The public hearing on the future of the Confederate Monument on the Historic Courthouse Green in Eastville drew a wide array of opinions Tuesday evening.

Most of the speakers supported Dr. Art Carter’s idea of adding to the Historic Courthouse Green, rather than taking away or tearing down. Carter proposes adding a monument to a Union Solider who is carved in “an African-American likeness.”

Dr. Art Carter spoke at the meeting:

“What a wonderful opportunity, to leave that statue there, and curate what it meant. What a wonderful teaching opportunity to contextualize the monument, and teach our descendants what it was about. So, please, I respectfully ask, please put what the Honorable Dr. Charles Bell, former supervisor and educator, said in this room… 25 years ago… we need a statue out on the Courthouse Green, of a Union solider, to tell all of our history.”

Five other individuals spoke in favor of Carter’s idea, and asked if the statue is to be removed, that the figurine adoring the top and the various other artifacts be saved for a museum exhibit. A committee would research and explore various options for ways to add to the green, to tell a fuller story of Northampton’s history, and provide a non-binding recommendation to the Supervisors for them to consider before voting on how to move forward.
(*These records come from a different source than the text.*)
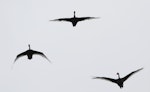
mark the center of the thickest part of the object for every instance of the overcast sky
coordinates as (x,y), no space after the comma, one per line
(117,42)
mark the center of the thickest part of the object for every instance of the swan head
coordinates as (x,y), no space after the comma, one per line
(74,13)
(29,46)
(118,75)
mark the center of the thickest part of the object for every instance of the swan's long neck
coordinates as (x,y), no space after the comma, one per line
(118,75)
(29,46)
(74,14)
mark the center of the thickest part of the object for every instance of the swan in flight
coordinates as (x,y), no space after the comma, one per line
(30,53)
(119,81)
(74,20)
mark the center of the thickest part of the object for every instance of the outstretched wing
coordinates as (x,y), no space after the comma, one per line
(41,54)
(62,19)
(86,18)
(105,78)
(20,55)
(126,77)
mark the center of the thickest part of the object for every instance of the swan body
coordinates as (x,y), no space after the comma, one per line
(74,20)
(30,54)
(119,81)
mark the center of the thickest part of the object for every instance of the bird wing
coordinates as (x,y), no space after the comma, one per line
(126,77)
(20,55)
(62,19)
(41,54)
(105,78)
(85,18)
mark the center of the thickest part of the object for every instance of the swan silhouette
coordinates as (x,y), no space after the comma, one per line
(74,20)
(119,81)
(30,53)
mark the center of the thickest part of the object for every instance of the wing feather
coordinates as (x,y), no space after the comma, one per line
(20,55)
(126,77)
(41,54)
(62,19)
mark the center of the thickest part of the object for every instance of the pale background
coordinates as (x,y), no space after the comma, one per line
(117,42)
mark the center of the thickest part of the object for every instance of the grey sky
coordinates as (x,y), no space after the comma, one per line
(117,42)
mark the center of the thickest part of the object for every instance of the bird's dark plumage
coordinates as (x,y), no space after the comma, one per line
(74,20)
(30,53)
(119,81)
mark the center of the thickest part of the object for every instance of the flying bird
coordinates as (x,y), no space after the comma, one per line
(30,53)
(119,81)
(74,20)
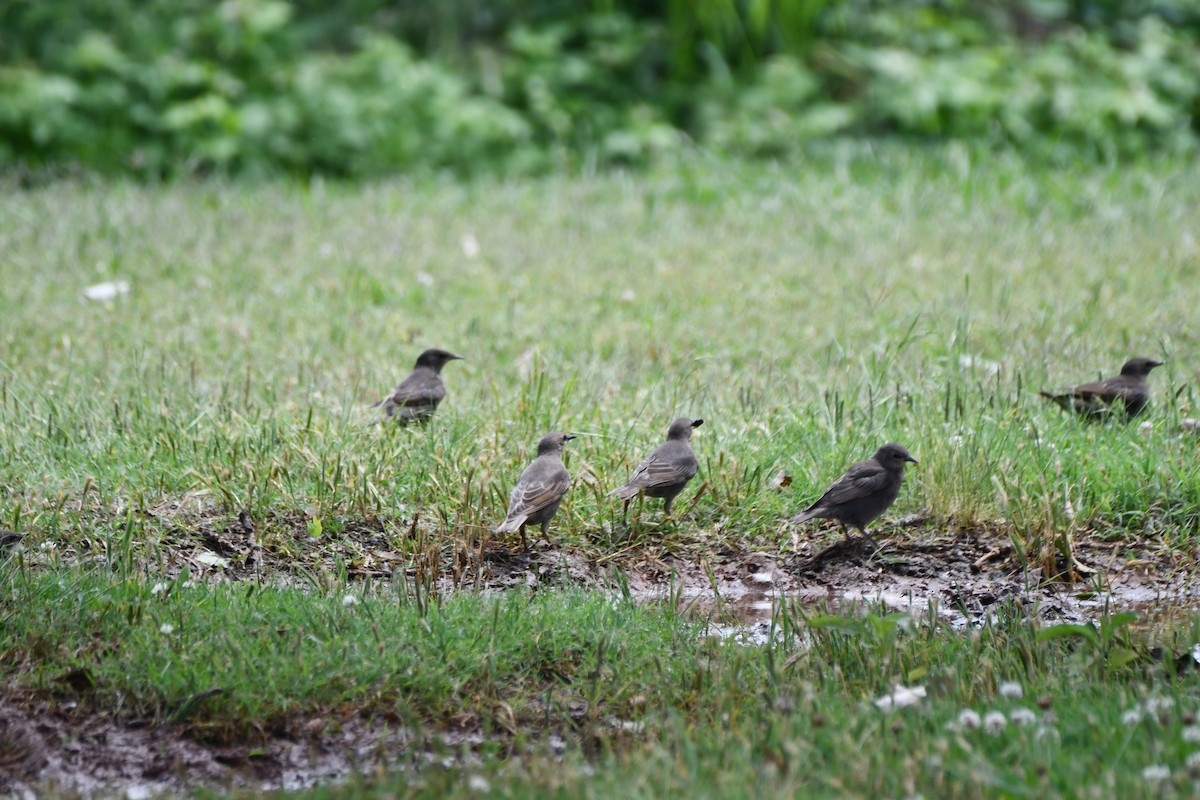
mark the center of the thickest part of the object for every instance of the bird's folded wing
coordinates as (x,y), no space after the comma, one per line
(657,471)
(533,495)
(419,390)
(859,481)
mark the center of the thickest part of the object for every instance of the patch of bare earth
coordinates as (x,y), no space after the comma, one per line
(960,576)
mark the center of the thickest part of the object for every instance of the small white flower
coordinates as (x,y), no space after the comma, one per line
(1156,773)
(969,720)
(1023,716)
(900,697)
(1045,732)
(469,246)
(1011,689)
(107,290)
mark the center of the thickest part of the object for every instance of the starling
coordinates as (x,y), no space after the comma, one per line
(418,396)
(540,488)
(666,470)
(1127,392)
(864,492)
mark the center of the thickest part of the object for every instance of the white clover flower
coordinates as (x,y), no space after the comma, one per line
(1156,773)
(1011,689)
(1023,716)
(1045,732)
(469,246)
(969,720)
(900,697)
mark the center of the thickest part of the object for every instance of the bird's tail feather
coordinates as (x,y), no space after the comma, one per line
(511,525)
(624,492)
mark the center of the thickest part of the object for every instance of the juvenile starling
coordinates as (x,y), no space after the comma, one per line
(1126,394)
(418,396)
(666,470)
(540,488)
(864,492)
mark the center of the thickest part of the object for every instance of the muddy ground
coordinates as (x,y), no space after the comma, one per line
(47,746)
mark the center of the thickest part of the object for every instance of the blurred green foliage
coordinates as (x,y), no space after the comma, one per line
(370,86)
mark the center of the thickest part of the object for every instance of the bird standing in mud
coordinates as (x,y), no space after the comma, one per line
(665,471)
(540,488)
(418,396)
(1126,394)
(864,492)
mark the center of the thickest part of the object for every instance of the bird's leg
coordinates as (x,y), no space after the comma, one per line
(871,540)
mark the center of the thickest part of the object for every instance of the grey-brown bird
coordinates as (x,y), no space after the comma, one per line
(540,489)
(418,396)
(1126,394)
(864,492)
(666,470)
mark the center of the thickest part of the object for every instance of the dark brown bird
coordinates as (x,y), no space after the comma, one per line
(540,488)
(418,396)
(864,492)
(666,470)
(1126,394)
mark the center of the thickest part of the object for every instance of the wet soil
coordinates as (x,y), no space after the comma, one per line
(960,577)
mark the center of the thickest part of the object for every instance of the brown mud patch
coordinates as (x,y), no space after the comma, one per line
(960,577)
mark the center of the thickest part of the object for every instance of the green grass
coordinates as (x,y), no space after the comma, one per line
(713,719)
(808,313)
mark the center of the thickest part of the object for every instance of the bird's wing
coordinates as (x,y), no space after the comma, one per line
(660,469)
(535,492)
(418,389)
(862,480)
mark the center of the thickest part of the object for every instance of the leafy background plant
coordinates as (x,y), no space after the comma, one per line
(375,86)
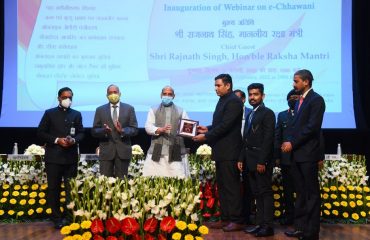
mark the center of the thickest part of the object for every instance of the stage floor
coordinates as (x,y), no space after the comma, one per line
(45,230)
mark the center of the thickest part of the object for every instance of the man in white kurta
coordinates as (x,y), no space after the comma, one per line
(166,156)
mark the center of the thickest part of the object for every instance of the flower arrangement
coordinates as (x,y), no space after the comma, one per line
(34,150)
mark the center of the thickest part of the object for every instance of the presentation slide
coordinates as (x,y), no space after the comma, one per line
(142,46)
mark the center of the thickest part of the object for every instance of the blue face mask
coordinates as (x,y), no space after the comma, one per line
(166,100)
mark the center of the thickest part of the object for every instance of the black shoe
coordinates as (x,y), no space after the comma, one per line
(252,230)
(265,232)
(294,233)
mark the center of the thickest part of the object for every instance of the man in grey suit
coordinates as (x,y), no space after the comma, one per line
(114,124)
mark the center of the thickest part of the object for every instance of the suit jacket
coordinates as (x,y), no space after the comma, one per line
(284,121)
(57,123)
(114,142)
(305,132)
(224,134)
(258,138)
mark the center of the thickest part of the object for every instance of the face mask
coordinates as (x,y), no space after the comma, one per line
(113,98)
(291,104)
(66,103)
(166,100)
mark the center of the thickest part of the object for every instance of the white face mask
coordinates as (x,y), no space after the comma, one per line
(66,103)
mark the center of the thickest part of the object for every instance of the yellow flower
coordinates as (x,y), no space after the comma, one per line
(176,236)
(74,226)
(327,205)
(31,212)
(86,224)
(15,193)
(192,226)
(33,194)
(277,213)
(276,196)
(86,236)
(203,230)
(355,216)
(189,237)
(65,230)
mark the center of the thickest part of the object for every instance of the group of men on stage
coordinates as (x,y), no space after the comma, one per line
(243,141)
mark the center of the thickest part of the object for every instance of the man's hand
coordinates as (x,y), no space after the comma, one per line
(240,166)
(261,168)
(118,126)
(199,138)
(202,129)
(286,147)
(107,129)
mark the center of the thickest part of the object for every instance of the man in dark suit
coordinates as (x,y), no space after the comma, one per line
(61,129)
(246,190)
(283,160)
(304,144)
(225,139)
(256,155)
(114,124)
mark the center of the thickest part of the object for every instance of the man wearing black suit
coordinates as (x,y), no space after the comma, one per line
(285,118)
(61,129)
(114,124)
(304,144)
(225,139)
(246,190)
(256,155)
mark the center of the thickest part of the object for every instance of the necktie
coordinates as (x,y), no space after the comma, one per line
(300,101)
(114,117)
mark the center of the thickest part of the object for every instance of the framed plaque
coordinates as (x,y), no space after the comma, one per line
(188,128)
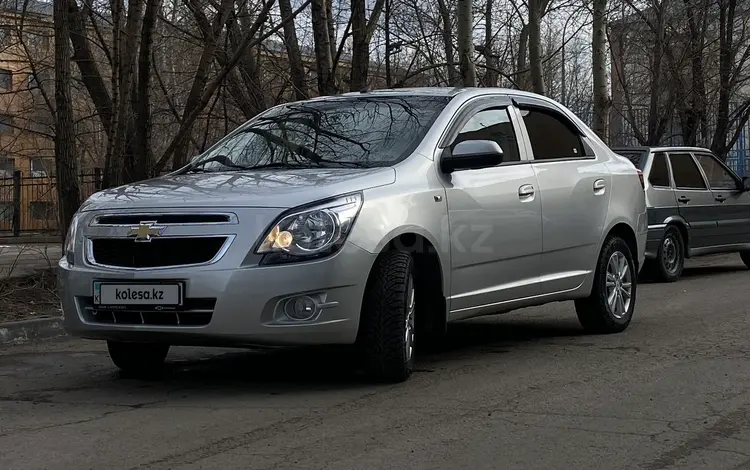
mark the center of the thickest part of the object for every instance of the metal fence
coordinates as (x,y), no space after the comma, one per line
(29,204)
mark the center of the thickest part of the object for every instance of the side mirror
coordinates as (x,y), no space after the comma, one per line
(471,155)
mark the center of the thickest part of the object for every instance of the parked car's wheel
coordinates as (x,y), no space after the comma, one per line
(670,259)
(610,306)
(745,255)
(386,331)
(138,358)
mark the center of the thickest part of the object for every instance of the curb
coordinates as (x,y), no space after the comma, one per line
(31,330)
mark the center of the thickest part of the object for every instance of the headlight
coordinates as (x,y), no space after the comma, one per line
(70,240)
(311,232)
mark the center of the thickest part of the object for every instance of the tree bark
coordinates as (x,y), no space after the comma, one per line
(599,60)
(447,34)
(68,191)
(535,46)
(323,55)
(465,47)
(297,69)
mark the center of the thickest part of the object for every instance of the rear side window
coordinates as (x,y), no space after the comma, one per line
(659,174)
(718,176)
(551,137)
(685,171)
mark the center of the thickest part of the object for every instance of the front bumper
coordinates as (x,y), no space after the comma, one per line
(248,308)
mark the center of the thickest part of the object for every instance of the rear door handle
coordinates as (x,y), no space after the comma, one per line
(599,186)
(526,191)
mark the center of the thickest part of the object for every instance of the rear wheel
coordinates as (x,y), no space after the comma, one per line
(387,325)
(139,359)
(670,259)
(611,304)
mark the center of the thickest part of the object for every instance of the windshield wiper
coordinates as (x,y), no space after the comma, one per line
(222,159)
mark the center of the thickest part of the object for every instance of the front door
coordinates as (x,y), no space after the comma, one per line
(695,202)
(575,188)
(731,202)
(495,220)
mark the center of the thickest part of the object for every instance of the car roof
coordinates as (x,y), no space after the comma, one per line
(662,149)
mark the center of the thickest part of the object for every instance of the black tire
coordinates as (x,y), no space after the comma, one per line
(594,312)
(745,255)
(382,339)
(138,359)
(670,259)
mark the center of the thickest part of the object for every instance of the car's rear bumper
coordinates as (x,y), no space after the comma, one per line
(228,307)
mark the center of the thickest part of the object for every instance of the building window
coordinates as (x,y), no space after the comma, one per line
(41,167)
(7,165)
(42,210)
(6,211)
(6,124)
(6,79)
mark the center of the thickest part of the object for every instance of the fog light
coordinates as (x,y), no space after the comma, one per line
(301,308)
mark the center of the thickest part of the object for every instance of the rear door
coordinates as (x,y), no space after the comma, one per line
(574,187)
(732,204)
(695,202)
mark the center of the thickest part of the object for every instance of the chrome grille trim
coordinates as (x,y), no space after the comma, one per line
(90,260)
(150,216)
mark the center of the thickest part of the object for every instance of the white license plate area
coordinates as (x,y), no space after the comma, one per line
(117,294)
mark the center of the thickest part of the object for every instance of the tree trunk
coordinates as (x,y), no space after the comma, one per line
(447,34)
(323,55)
(68,191)
(535,46)
(360,46)
(297,70)
(465,48)
(599,60)
(491,75)
(142,106)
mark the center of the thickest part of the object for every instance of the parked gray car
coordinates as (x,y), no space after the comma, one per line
(696,206)
(371,219)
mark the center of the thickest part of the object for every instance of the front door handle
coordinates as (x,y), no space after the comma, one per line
(526,191)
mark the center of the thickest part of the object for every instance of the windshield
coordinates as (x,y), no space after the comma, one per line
(346,132)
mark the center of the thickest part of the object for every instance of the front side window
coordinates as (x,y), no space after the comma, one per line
(686,172)
(492,124)
(551,137)
(718,177)
(368,131)
(659,174)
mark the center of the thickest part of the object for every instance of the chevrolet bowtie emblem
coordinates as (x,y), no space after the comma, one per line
(145,231)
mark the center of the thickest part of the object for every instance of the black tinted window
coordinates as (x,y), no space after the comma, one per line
(551,138)
(659,174)
(686,172)
(492,124)
(718,177)
(362,131)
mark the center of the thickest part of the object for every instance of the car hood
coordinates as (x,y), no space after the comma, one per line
(261,188)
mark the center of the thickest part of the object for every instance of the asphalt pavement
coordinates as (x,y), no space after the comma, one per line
(526,390)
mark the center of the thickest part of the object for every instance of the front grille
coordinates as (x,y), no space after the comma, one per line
(159,252)
(163,219)
(194,312)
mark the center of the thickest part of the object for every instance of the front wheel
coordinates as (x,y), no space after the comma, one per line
(670,260)
(139,359)
(386,337)
(610,306)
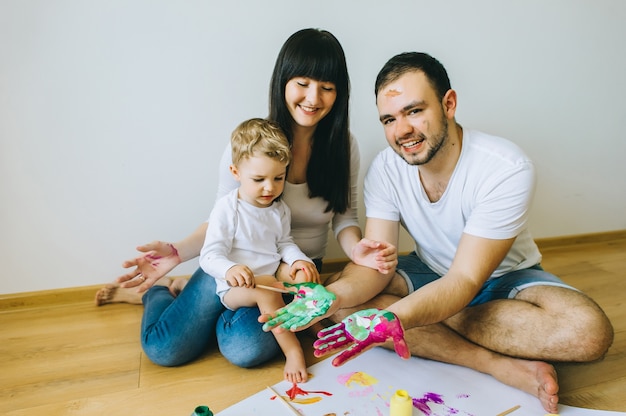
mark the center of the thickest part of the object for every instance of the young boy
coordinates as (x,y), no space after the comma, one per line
(249,233)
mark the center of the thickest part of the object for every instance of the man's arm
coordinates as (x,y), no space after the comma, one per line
(475,260)
(357,284)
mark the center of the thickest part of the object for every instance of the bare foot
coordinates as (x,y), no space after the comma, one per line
(177,284)
(535,377)
(113,293)
(295,367)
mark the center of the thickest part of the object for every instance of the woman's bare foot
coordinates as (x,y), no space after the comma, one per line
(535,377)
(177,284)
(295,367)
(114,293)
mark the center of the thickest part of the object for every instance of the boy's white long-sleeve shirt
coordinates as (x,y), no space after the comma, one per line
(240,233)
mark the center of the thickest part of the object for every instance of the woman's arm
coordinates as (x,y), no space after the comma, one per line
(159,258)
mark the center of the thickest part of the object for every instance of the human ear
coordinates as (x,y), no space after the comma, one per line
(448,103)
(234,171)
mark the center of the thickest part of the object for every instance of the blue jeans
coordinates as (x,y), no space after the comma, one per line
(177,330)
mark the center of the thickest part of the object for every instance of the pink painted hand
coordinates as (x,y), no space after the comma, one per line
(312,301)
(376,255)
(361,331)
(159,258)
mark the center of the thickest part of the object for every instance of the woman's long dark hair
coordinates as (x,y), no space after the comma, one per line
(317,54)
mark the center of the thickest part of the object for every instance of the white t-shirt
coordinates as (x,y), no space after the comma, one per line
(241,233)
(488,195)
(309,222)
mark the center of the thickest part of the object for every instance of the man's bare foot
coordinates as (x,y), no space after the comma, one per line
(114,293)
(295,367)
(535,377)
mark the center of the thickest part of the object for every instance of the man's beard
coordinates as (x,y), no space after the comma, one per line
(437,141)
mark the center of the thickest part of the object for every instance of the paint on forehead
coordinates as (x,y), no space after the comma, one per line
(392,92)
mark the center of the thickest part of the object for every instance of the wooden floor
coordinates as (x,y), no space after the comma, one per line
(64,356)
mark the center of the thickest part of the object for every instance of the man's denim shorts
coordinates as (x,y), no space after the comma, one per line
(417,274)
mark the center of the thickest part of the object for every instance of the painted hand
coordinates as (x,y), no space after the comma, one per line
(312,301)
(361,331)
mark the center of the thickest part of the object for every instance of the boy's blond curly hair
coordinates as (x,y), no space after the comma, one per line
(259,136)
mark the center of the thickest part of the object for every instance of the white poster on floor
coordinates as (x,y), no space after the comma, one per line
(364,386)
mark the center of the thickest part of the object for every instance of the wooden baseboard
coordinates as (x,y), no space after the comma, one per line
(87,293)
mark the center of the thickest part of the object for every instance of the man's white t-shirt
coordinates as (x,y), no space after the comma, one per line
(488,195)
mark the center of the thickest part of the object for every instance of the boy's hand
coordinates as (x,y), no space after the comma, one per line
(312,301)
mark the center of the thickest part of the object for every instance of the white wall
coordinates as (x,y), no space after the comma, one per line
(113,114)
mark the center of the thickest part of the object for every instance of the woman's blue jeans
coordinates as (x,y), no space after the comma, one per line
(177,330)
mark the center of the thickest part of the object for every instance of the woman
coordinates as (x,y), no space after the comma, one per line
(309,94)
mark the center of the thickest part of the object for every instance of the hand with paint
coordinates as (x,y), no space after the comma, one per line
(377,255)
(159,258)
(312,301)
(361,331)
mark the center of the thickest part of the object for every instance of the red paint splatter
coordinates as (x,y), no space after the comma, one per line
(295,391)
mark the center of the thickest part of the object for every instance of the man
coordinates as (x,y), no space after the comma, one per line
(473,292)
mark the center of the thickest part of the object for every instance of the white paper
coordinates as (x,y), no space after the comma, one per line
(364,386)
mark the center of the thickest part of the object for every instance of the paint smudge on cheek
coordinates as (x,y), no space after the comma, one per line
(392,93)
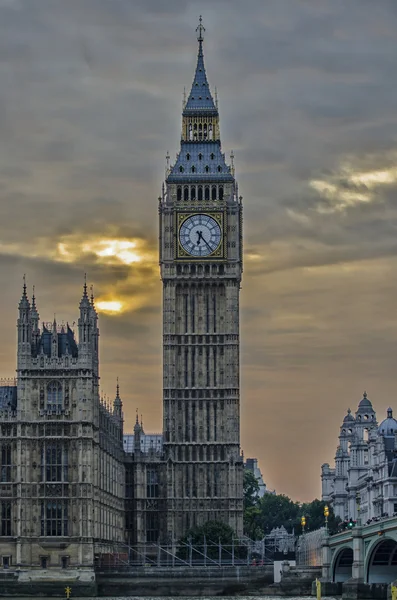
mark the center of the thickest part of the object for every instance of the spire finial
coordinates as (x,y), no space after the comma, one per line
(200,30)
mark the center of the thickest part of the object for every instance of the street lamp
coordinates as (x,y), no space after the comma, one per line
(303,523)
(358,504)
(326,515)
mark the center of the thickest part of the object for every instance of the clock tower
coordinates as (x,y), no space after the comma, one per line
(201,267)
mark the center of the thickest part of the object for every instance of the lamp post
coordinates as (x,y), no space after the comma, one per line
(326,515)
(358,505)
(303,523)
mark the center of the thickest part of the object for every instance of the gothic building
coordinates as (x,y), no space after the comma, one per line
(201,267)
(363,483)
(73,486)
(61,448)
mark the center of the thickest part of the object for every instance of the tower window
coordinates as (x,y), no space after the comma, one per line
(54,463)
(5,524)
(152,483)
(54,517)
(54,395)
(5,466)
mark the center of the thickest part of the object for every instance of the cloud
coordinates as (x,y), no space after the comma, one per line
(90,103)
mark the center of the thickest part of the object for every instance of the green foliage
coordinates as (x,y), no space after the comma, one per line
(261,515)
(278,510)
(251,490)
(314,513)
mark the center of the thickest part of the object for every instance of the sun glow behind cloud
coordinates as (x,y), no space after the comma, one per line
(107,251)
(109,306)
(350,187)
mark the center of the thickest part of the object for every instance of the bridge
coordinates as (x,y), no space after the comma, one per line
(364,554)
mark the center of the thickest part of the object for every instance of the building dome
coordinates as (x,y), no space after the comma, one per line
(349,417)
(388,427)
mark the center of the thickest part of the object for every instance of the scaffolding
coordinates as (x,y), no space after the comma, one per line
(123,557)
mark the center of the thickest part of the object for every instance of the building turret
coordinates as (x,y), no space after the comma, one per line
(24,327)
(137,435)
(117,404)
(84,324)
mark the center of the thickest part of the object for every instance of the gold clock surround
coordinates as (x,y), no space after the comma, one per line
(218,254)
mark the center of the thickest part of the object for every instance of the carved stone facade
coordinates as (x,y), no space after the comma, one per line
(73,488)
(363,482)
(61,448)
(201,268)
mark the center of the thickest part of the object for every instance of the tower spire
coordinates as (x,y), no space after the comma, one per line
(200,98)
(200,30)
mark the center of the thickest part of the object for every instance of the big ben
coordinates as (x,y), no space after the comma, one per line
(201,269)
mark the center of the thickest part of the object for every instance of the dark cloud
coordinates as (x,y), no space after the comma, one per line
(90,102)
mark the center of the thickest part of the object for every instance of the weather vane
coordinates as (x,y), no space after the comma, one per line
(200,30)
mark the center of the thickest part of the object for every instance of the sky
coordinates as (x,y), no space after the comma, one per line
(90,103)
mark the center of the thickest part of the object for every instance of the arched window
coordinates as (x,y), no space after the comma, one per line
(54,395)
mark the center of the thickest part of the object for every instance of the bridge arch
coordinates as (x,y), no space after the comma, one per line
(381,561)
(342,564)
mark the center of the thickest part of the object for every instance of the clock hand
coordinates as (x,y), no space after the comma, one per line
(205,241)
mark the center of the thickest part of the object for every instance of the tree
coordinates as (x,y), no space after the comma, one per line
(250,489)
(278,510)
(206,539)
(314,513)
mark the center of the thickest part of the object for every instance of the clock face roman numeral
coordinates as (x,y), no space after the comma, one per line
(200,235)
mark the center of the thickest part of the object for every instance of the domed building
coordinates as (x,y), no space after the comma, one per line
(364,480)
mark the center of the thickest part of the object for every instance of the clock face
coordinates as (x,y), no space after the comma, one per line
(200,235)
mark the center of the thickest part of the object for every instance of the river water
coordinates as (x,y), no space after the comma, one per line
(179,598)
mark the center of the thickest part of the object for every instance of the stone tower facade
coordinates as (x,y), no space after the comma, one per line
(61,448)
(201,269)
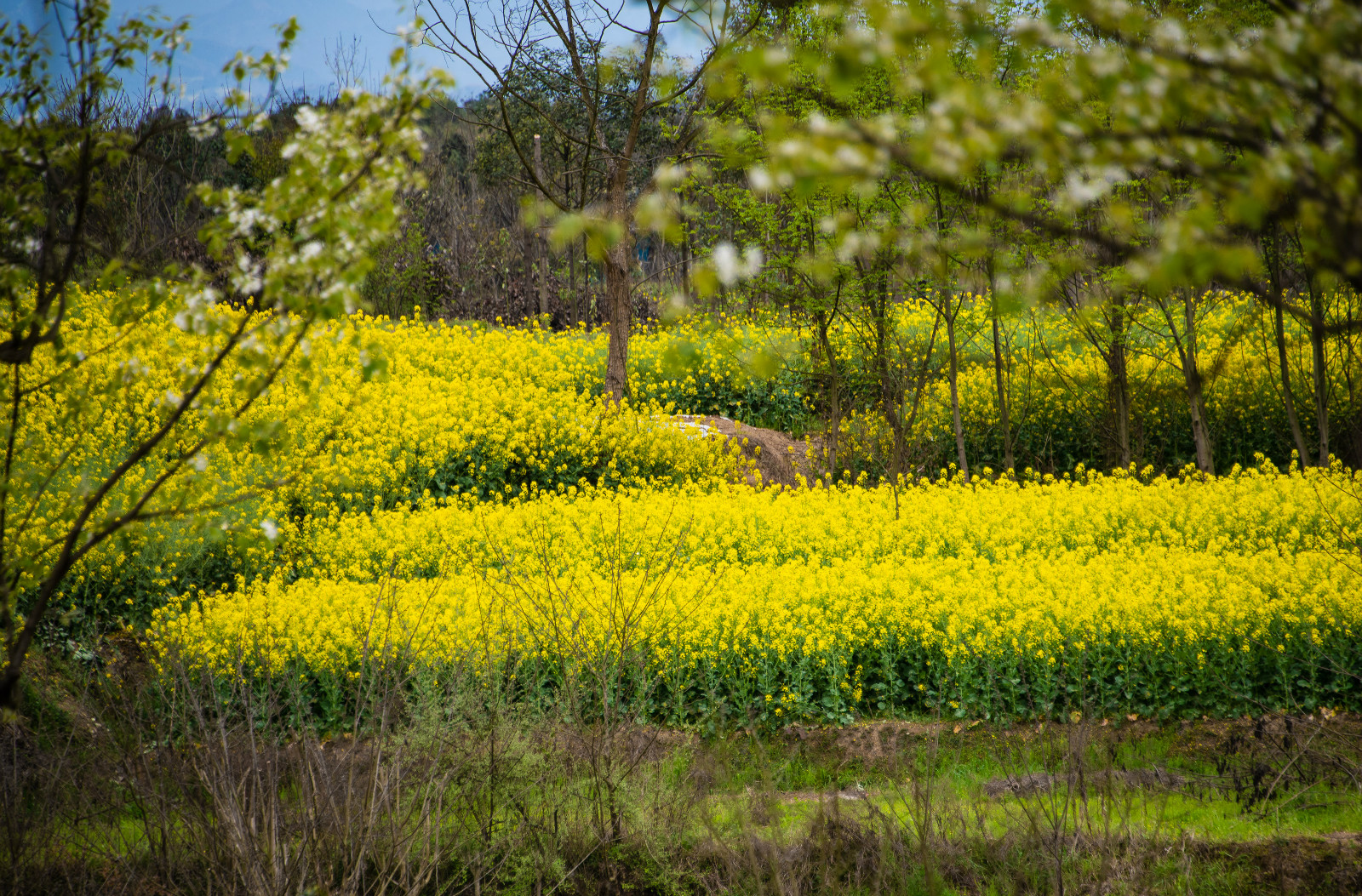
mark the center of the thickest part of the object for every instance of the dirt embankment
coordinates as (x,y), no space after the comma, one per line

Not everyone agreed with the idea. Two individuals spoke on the need to remove the monument. One was Kim Butler:

“Our great governor Northam is in favor of taking down Confederate statues. We claim him as our own son of the Eastern Shore. So I find it bizarre that we aren’t going along with what he thinks. The other thing I want to say is that we won a lot of awards, talking about the Eastern Shore in magazines. People, tourists come here because of how this peninsula is. Is what we want them to see in the seat of government, a Confederate statue? That speaks volumes.”

Following the speakers, several letters were read into the record which, for the most part, called for the monuments removal.

Supervisor Betsy Mapp of Exmore showed pictures of a bronze Turner Sculpture of a dove which she wanted placed in front of the actual courthouse in memory of the county’s indentured servants and enslaved persons.

Supervisor Dixon Leatherbury urged citizens to not apply 21st century standards to individuals who lived in the 19th century.

Board Chairman Oliver Bennett finished this section of the meeting giving a speech about the racism his friends, family and he himself had experienced growing up. He concluded saying he wouldn’t compromise on the monument given these experiences. In concluding the public hearing, Bennett announced the discussion would continue at the Board’s November meeting.